L’antique « route de la soie » reliait l’Iran à la côte syrienne en traversant l’Irak et en passant par Palmyre. Il est géographiquement impossible d’ouvrir d’autres grandes voies de communication à travers le désert. Par conséquent, la ville est devenue l’enjeu central de la guerre en Syrie. Après avoir été occupée durant un an par Daesh, elle a été libérée par l’Armée arabe syrienne et vient d’accueillir deux concerts, télévisés en Syrie et en Russie, pour célébrer la victoire sur le terrorisme.

Voici plus de cinq ans que la Syrie est en guerre. Ceux qui ont soutenu ce conflit l’expliquaient au départ par l’extension des « printemps arabes ». Mais plus personne aujourd’hui ne tient ce discours. Simplement parce que les gouvernements issus de ces « printemps » ont déjà été renversés. Loin d’être une aspiration démocratique, ces événements n’étaient qu’une tactique de changement des régimes laïques au profit des Frères musulmans.

On prétend désormais que le « printemps » syrien a été détourné par d’autres forces ; que la « révolution » —qui n’a jamais existé— aurait été dévorée par des jihadistes bien réels.
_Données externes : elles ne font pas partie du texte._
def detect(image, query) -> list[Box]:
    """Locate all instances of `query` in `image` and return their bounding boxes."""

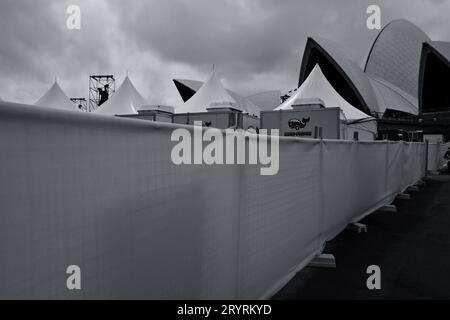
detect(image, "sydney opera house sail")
[299,37,377,113]
[299,20,450,116]
[365,20,430,98]
[419,41,450,113]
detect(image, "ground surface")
[273,174,450,300]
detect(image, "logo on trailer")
[288,117,311,130]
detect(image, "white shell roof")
[365,20,430,98]
[308,37,377,114]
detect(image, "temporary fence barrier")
[0,102,426,299]
[427,142,450,171]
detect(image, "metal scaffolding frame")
[88,75,116,112]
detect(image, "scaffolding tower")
[88,75,116,112]
[70,98,88,112]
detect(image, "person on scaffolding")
[97,84,109,106]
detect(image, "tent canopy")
[275,64,373,122]
[177,72,242,113]
[34,81,80,111]
[94,76,146,115]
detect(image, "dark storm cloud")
[0,0,450,104]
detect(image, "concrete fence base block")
[397,193,411,200]
[416,180,427,187]
[347,222,367,233]
[379,204,397,212]
[308,253,336,268]
[407,186,419,192]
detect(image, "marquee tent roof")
[177,72,242,113]
[275,64,373,122]
[34,81,80,111]
[94,76,146,115]
[173,79,262,116]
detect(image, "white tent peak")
[275,64,371,121]
[34,80,80,111]
[94,75,146,115]
[177,71,241,113]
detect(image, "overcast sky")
[0,0,450,105]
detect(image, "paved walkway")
[274,175,450,300]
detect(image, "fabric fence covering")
[0,102,426,299]
[428,143,450,171]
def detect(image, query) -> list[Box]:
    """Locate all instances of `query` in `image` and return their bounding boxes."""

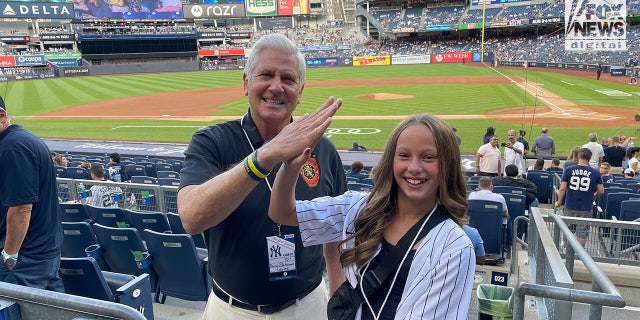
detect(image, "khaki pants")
[202,282,328,320]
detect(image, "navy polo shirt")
[0,124,62,259]
[180,113,347,305]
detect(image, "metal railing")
[0,282,146,320]
[511,208,626,320]
[56,178,178,213]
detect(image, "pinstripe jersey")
[296,191,475,320]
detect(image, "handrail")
[0,282,145,320]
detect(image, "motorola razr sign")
[244,0,278,17]
[182,3,245,18]
[564,0,627,51]
[0,2,75,19]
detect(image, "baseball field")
[6,63,640,155]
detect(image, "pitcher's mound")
[358,93,413,100]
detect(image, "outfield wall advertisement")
[353,56,391,67]
[391,55,431,65]
[431,51,473,63]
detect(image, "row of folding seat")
[61,221,211,303]
[60,203,205,248]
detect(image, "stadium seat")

Ainsi que l’a fait remarquer le président Vladimir Poutine, au premier abord, le comportement des Occidentaux et des pays du Golfe est incohérent. Il est impossible sur le champ de bataille de combattre à la fois les jihadistes et la République et de prétendre se positionner sur un troisième côté. Or, nul ne choisit publiquement son camp, de sorte que la guerre se poursuit.

La vérité est que cette guerre n’a pas de cause intérieure. Elle est le fruit d’un environnement non pas régional, mais global. Lorsqu’elle fut déclarée par le Congrès US en votant le Syrian Accountability Act, en 2003, l’objectif de Dick Cheney était de faire main basse sur les gigantesques réserves de gaz du pays. On sait aujourd’hui que le « pic pétrolier » du crude oil ne marque pas la fin du pétrole et que Washington va bientôt exploiter d’autres formes d’hydrocarbures dans le golfe du Mexique. L’objectif stratégique des États-Unis a donc changé. Désormais, c’est de contenir le développement économique et politique de la Chine et de la Russie en les forçant à commercer exclusivement par les voies maritimes que contrôlent leurs porte-avions.

Dès son arrivée au pouvoir, en 2012, le président Xi Jinping a annoncé l’intention de son pays de s’affranchir de cette contrainte et de construire deux routes commerciales continentales vers l’Union européenne. La première sur l’antique tracé de la route de la soie, la seconde via la Russie jusqu’en Allemagne. Immédiatement deux conflits ont surgi : d’abord la guerre en Syrie n’a plus eu comme objectif de changer le régime, mais de créer le chaos, tandis que le même chaos s’installait sans plus de raison en Ukraine. Puis, la Biélorussie s’est rapprochée de la Turquie et des États-Unis étendant au Nord la coupure de l’Europe en deux. Ainsi, deux conflits sans fin coupent les deux routes.

La bonne nouvelle, c’est que personne ne pourra négocier une victoire en Ukraine contre une défaite en Syrie car les deux guerres ont le même objectif. La mauvaise nouvelle, c’est que le chaos continuera sur les deux fronts tant que la Chine et la Russie ne seront pas parvenues à construire un autre axe de communication.

Par conséquent, il n’y a rien à espérer d’une négociation avec des gens qui sont payés pour faire durer le conflit. Mieux vaudrait faire preuve de pragmatisme, accepter l’idée que ces guerres ne sont que des moyens pour Washington de couper les routes de la soie. Ce n’est qu’à ce moment là qu’il sera possible de démêler les nombreux intérêts en jeu et de stabiliser toutes les zones habitées.